Department of Pharmaceutics, Brain Barriers Research Center, University of Minnesota, Minneapolis, Minnesota, USA.
Drug Metab Dispos. 2013 Jan;41(1):33-9. doi: 10.1124/dmd.112.048322. Epub 2012 Sep 26.
Despite aggressive treatment with radiation and chemotherapy, recurrence of glioblastoma multiforme (GBM) is inevitable. The objective of this study was to show that the blood-brain barrier (BBB), through a combination of tight junctions and active efflux transporters in the brain microvasculature, can significantly restrict delivery of molecularly targeted agents to invasive glioma cells. Transgenic mice lacking P-glycoprotein (P-gp) and breast cancer resistance protein (Bcrp) were used to study efflux of erlotinib at the BBB. A U87 rat xenograft model of GBM was used to investigate the regional distribution of erlotinib to the tumor, and brain regions surrounding the tumor. The effect of concurrent administration of elacridar on regional tumor distribution of erlotinib was evaluated. We show that erlotinib transport across an intact BBB is significantly restricted due to P-gp- and Bcrp-mediated efflux transport. We then show that the BBB is sufficiently intact in areas of brain adjacent to the tumor core to significantly restrict erlotinib delivery. Inhibition of P-gp and Bcrp by the dual inhibitor elacridar dramatically increased erlotinib delivery to the tumor core, rim, and normal brain. These results provide conclusive evidence of the impact that active efflux at the BBB has on the delivery of molecularly targeted therapy to different tumor regions in glioma.
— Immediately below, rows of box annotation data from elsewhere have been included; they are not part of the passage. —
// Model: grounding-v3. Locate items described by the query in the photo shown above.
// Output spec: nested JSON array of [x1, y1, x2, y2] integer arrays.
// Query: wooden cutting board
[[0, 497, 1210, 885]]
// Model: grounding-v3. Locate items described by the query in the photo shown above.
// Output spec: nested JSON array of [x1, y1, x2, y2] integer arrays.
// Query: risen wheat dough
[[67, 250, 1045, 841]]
These data also support the possibility that the repeated failure of clinical trials of new drugs for gliomas may be in part due to a failure to achieve effective concentrations in invasive tumor cells that reside behind an intact BBB.
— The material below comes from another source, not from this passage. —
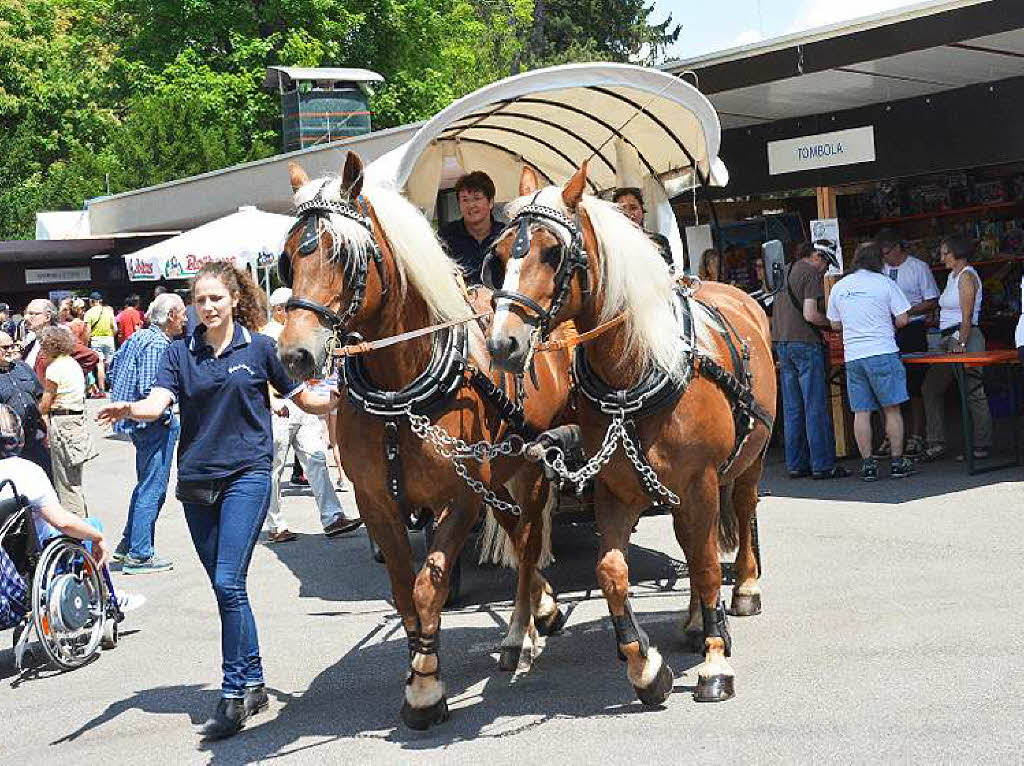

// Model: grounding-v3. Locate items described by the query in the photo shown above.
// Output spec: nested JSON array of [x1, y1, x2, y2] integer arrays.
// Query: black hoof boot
[[401, 697, 449, 731], [534, 607, 565, 636], [683, 631, 703, 654], [498, 646, 522, 672], [729, 591, 761, 618], [245, 684, 270, 716], [633, 659, 675, 708], [693, 675, 736, 703], [199, 697, 249, 739]]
尽管采用了积极的放疗和化疗,胶质母细胞瘤(GBM)仍不可避免地会复发。本研究的目的是证明血脑屏障(BBB)通过脑微血管中的紧密连接和主动外排转运体的组合,可以显著限制分子靶向药物递送到侵袭性神经胶质瘤细胞。使用缺乏 P 糖蛋白(P-gp)和乳腺癌耐药蛋白(Bcrp)的转基因小鼠来研究 BBB 处的厄洛替尼外排。使用 U87 大鼠 GBM 异种移植模型研究厄洛替尼在肿瘤和肿瘤周围脑区的区域分布。评估同时给予 elacridar 对厄洛替尼区域性肿瘤分布的影响。我们表明,由于 P-gp 和 Bcrp 介导的外排转运,厄洛替尼穿过完整的 BBB 的转运受到显著限制。然后,我们表明,与肿瘤核心相邻的脑区的 BBB 足够完整,可以显著限制厄洛替尼的递送。双抑制剂 elacridar 抑制 P-gp 和 Bcrp 可显著增加厄洛替尼向肿瘤核心、边缘和正常脑的递送。这些结果提供了确凿的证据,证明了 BBB 处的主动外排对胶质母细胞瘤不同肿瘤区域的分子靶向治疗药物递送的影响。这些数据还支持这样一种可能性,即胶质母细胞瘤新药临床试验的反复失败可能部分是由于未能在完整的 BBB 后面的侵袭性肿瘤细胞中达到有效浓度。